Les maladies infantiles précoces peuvent être mortelles. La question n’est plus de savoir si Milton Friedman avait raison, mais bel et bien de savoir si l’Europe résistera ou retournera, comme le disait Charles de Gaulle, à ses vieux démons, à ses divisions, à ses antagonismes qui parcourent son Histoire, à commencer par le divorce du couple franco-allemand.
La disparition de l’Euro, si elle advenait dans les temps prochains, remettrait en cause, au moins temporairement, l’intérêt qu’ont aujourd’hui certains de ses membres à demeurer dans l’Union. Association marchande pour l’essentiel, privée de l’instrument monétaire qui favorise encore à ce jour grandement les échanges intra-communautaires, l’Union Européenne aurait brutalement à affronter ses réalités politiques. Qui préviendra demain les dévaluations compétitives et leurs répercussions dramatiques sur l’emploi, les salaires, le retour aux querelles entre nationalistes de tous bords se nourrissant alors du désarroi de populations lourdement frappées par le chômage et le sous-emploi.
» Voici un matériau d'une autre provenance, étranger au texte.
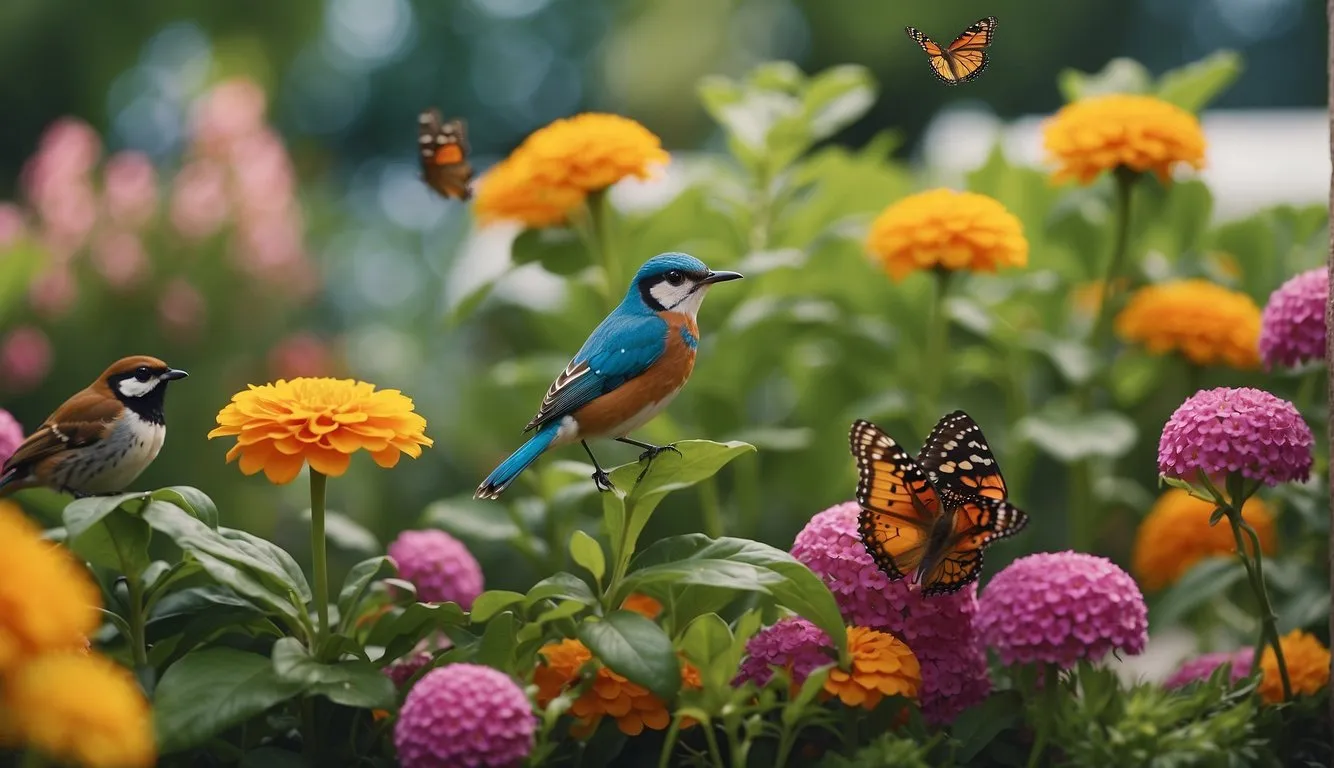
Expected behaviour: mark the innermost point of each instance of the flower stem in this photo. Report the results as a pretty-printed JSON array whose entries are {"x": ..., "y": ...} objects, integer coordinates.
[
  {"x": 319, "y": 560},
  {"x": 937, "y": 352},
  {"x": 138, "y": 644}
]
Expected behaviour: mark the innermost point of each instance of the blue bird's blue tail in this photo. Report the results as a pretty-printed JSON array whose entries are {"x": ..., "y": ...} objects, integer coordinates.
[{"x": 502, "y": 476}]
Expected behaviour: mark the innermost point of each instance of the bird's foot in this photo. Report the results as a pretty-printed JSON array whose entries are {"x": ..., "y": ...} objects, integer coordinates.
[{"x": 650, "y": 454}]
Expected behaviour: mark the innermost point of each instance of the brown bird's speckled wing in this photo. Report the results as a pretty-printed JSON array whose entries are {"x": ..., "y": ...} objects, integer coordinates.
[{"x": 79, "y": 422}]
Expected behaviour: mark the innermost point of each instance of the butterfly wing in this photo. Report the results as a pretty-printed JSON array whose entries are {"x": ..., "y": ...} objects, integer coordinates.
[
  {"x": 444, "y": 155},
  {"x": 958, "y": 460},
  {"x": 934, "y": 55},
  {"x": 898, "y": 503},
  {"x": 977, "y": 523}
]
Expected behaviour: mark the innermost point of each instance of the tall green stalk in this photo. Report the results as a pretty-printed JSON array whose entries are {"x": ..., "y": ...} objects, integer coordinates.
[{"x": 319, "y": 556}]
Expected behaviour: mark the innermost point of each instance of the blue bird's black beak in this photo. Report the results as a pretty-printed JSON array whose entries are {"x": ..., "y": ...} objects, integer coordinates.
[{"x": 721, "y": 276}]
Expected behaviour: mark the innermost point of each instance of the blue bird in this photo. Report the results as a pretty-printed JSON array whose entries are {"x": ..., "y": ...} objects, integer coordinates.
[{"x": 628, "y": 370}]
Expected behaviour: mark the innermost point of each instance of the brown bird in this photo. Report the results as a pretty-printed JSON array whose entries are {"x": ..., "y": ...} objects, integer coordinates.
[{"x": 99, "y": 440}]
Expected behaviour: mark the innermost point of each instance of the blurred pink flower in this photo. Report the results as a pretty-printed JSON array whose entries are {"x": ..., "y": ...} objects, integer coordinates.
[
  {"x": 230, "y": 111},
  {"x": 199, "y": 203},
  {"x": 130, "y": 186},
  {"x": 300, "y": 355},
  {"x": 24, "y": 359},
  {"x": 120, "y": 259},
  {"x": 54, "y": 292},
  {"x": 182, "y": 310},
  {"x": 12, "y": 226}
]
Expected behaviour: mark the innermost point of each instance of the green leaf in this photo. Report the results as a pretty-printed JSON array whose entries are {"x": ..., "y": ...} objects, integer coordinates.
[
  {"x": 587, "y": 554},
  {"x": 636, "y": 648},
  {"x": 1197, "y": 587},
  {"x": 470, "y": 520},
  {"x": 1118, "y": 76},
  {"x": 210, "y": 691},
  {"x": 562, "y": 587},
  {"x": 799, "y": 588},
  {"x": 191, "y": 500},
  {"x": 348, "y": 682},
  {"x": 354, "y": 587},
  {"x": 559, "y": 251},
  {"x": 498, "y": 643},
  {"x": 491, "y": 603},
  {"x": 1195, "y": 84},
  {"x": 1071, "y": 438}
]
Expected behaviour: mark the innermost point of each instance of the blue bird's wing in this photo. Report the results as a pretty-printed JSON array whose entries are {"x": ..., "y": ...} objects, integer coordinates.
[{"x": 620, "y": 348}]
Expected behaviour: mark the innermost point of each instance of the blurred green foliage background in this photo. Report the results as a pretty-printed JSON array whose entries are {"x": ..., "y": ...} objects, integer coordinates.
[{"x": 789, "y": 359}]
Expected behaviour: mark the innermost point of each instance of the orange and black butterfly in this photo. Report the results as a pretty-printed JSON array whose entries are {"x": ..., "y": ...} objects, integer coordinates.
[
  {"x": 963, "y": 59},
  {"x": 910, "y": 527},
  {"x": 444, "y": 155}
]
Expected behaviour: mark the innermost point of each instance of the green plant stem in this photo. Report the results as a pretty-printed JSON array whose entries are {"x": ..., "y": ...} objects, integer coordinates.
[
  {"x": 710, "y": 508},
  {"x": 138, "y": 643},
  {"x": 1254, "y": 563},
  {"x": 937, "y": 352},
  {"x": 713, "y": 746},
  {"x": 319, "y": 556}
]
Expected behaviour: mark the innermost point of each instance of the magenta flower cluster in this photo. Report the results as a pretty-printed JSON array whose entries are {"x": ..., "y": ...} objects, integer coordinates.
[
  {"x": 791, "y": 643},
  {"x": 439, "y": 566},
  {"x": 1061, "y": 607},
  {"x": 938, "y": 630},
  {"x": 1293, "y": 327},
  {"x": 464, "y": 716},
  {"x": 11, "y": 435},
  {"x": 1201, "y": 667},
  {"x": 1226, "y": 430}
]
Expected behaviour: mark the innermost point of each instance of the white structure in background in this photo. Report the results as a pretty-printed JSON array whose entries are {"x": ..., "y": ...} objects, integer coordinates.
[{"x": 1255, "y": 159}]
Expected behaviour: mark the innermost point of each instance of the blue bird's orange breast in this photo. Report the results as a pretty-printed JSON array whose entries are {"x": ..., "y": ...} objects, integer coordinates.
[{"x": 638, "y": 400}]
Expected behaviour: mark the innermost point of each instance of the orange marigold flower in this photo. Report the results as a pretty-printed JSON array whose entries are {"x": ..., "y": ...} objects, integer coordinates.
[
  {"x": 1101, "y": 134},
  {"x": 643, "y": 604},
  {"x": 48, "y": 602},
  {"x": 1175, "y": 535},
  {"x": 634, "y": 707},
  {"x": 882, "y": 666},
  {"x": 590, "y": 152},
  {"x": 946, "y": 230},
  {"x": 1205, "y": 322},
  {"x": 279, "y": 427},
  {"x": 508, "y": 194},
  {"x": 78, "y": 708},
  {"x": 1307, "y": 667}
]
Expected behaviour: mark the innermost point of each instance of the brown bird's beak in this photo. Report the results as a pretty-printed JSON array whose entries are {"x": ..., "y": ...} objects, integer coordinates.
[{"x": 721, "y": 276}]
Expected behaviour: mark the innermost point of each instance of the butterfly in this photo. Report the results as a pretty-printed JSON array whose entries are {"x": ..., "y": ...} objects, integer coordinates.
[
  {"x": 910, "y": 527},
  {"x": 444, "y": 155},
  {"x": 965, "y": 59}
]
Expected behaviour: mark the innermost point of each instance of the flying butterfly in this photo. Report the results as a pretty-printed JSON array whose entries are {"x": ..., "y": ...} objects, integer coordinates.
[
  {"x": 962, "y": 60},
  {"x": 958, "y": 460},
  {"x": 444, "y": 155},
  {"x": 907, "y": 527}
]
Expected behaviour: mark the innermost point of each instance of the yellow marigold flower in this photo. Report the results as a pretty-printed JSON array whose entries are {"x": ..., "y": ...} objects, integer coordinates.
[
  {"x": 1175, "y": 535},
  {"x": 946, "y": 230},
  {"x": 1307, "y": 667},
  {"x": 643, "y": 604},
  {"x": 634, "y": 707},
  {"x": 590, "y": 152},
  {"x": 280, "y": 427},
  {"x": 1206, "y": 323},
  {"x": 882, "y": 666},
  {"x": 1101, "y": 134},
  {"x": 48, "y": 602},
  {"x": 79, "y": 708},
  {"x": 508, "y": 194}
]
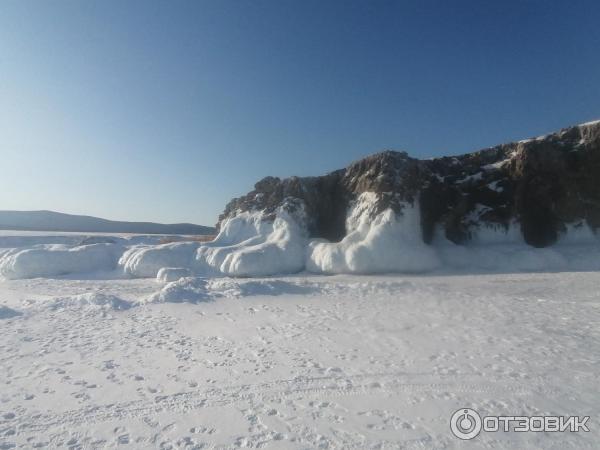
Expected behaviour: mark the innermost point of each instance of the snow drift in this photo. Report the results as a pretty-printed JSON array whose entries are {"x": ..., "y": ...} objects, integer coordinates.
[
  {"x": 250, "y": 246},
  {"x": 56, "y": 260}
]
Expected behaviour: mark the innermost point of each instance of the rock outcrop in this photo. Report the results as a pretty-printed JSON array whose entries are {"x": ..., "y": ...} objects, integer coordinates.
[{"x": 542, "y": 186}]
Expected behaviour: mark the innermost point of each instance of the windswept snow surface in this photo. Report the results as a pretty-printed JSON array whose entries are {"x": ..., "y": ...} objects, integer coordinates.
[{"x": 297, "y": 362}]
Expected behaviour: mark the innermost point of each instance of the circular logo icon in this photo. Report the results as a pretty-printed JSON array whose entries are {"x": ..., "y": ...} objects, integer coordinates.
[{"x": 465, "y": 423}]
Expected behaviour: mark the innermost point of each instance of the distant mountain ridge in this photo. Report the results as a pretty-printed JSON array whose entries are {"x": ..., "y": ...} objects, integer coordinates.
[{"x": 55, "y": 221}]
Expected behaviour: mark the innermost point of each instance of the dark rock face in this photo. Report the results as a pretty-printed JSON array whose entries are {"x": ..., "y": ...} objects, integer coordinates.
[{"x": 541, "y": 184}]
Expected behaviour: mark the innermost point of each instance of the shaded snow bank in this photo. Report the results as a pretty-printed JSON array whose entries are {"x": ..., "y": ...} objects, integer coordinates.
[
  {"x": 56, "y": 260},
  {"x": 197, "y": 290},
  {"x": 248, "y": 246}
]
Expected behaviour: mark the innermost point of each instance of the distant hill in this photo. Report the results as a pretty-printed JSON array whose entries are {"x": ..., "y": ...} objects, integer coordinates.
[{"x": 54, "y": 221}]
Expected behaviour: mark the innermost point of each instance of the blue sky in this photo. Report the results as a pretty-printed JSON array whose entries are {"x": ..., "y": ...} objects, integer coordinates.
[{"x": 163, "y": 111}]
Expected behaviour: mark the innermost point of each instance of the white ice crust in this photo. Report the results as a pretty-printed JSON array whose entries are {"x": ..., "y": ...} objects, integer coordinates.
[{"x": 250, "y": 245}]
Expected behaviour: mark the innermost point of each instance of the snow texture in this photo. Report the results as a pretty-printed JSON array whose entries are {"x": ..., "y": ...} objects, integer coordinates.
[
  {"x": 384, "y": 244},
  {"x": 248, "y": 245},
  {"x": 297, "y": 362},
  {"x": 56, "y": 260}
]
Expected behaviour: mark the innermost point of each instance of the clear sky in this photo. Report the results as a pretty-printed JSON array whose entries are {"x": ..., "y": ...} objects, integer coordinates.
[{"x": 163, "y": 111}]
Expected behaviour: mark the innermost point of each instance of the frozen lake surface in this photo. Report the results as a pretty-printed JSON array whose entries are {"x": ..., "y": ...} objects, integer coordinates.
[{"x": 302, "y": 361}]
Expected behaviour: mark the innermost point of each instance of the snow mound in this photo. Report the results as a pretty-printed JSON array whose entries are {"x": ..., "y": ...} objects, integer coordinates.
[
  {"x": 96, "y": 300},
  {"x": 56, "y": 260},
  {"x": 197, "y": 290},
  {"x": 168, "y": 274},
  {"x": 389, "y": 243},
  {"x": 146, "y": 261},
  {"x": 184, "y": 290},
  {"x": 226, "y": 287},
  {"x": 8, "y": 313},
  {"x": 249, "y": 246}
]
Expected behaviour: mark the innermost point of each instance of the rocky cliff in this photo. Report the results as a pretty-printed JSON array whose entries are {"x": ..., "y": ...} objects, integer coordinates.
[{"x": 542, "y": 186}]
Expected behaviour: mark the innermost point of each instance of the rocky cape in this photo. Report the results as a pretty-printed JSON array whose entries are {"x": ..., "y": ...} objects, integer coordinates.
[{"x": 543, "y": 186}]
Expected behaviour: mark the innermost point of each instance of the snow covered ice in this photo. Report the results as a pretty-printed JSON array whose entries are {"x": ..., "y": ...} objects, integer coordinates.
[{"x": 148, "y": 345}]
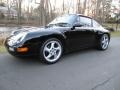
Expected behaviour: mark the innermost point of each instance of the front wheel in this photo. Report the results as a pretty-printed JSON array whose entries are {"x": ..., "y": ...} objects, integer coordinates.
[
  {"x": 51, "y": 51},
  {"x": 104, "y": 42}
]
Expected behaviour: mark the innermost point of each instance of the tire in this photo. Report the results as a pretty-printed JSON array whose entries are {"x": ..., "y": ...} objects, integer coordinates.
[
  {"x": 51, "y": 51},
  {"x": 103, "y": 42}
]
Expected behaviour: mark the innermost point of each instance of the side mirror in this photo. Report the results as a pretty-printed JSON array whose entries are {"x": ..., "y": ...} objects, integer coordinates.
[{"x": 77, "y": 25}]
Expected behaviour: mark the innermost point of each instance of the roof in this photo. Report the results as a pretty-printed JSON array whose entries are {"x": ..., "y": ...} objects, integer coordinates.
[{"x": 81, "y": 15}]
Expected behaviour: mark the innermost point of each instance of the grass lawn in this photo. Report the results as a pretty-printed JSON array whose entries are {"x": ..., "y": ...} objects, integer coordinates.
[
  {"x": 2, "y": 49},
  {"x": 115, "y": 34}
]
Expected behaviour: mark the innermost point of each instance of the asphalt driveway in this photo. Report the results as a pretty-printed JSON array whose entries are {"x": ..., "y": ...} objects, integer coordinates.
[{"x": 85, "y": 70}]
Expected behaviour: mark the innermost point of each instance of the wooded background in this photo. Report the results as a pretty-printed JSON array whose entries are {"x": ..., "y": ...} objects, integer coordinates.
[{"x": 101, "y": 10}]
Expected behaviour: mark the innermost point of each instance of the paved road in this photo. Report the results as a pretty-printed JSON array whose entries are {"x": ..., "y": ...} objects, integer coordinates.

Qui dénoncera les excès des discours populistes visant l’immigration. Qui empêchera les peuples, y compris ceux des banlieues des métropoles, de manifester, de se heurter aux forces de l’ordre dans un premier temps et ultérieurement de d’aller chercher chez d’autres ce qui leur fera peut-être défaut : de quoi se loger et se nourrir. Une grande crise, une grande dépression, toucherait le continent européen de façon violente. La géographie urbaine a changé. La montée des nationalismes ne concernent plus aujourd’hui les seuls États, demain alors une nouvelle fois opposés entre eux, mais chaque nation elle-même. C’est nouveau, déborde historiquement la seule Allemagne.
Le pire n’est pas le plus certain, En attendant les marchés financiers, qui ne se plaisent guère dans l’incertitude, s’en tiennent à ce qu’en dit Daniel Pennac : Le pire dans le pire, c'est l'attente du pire.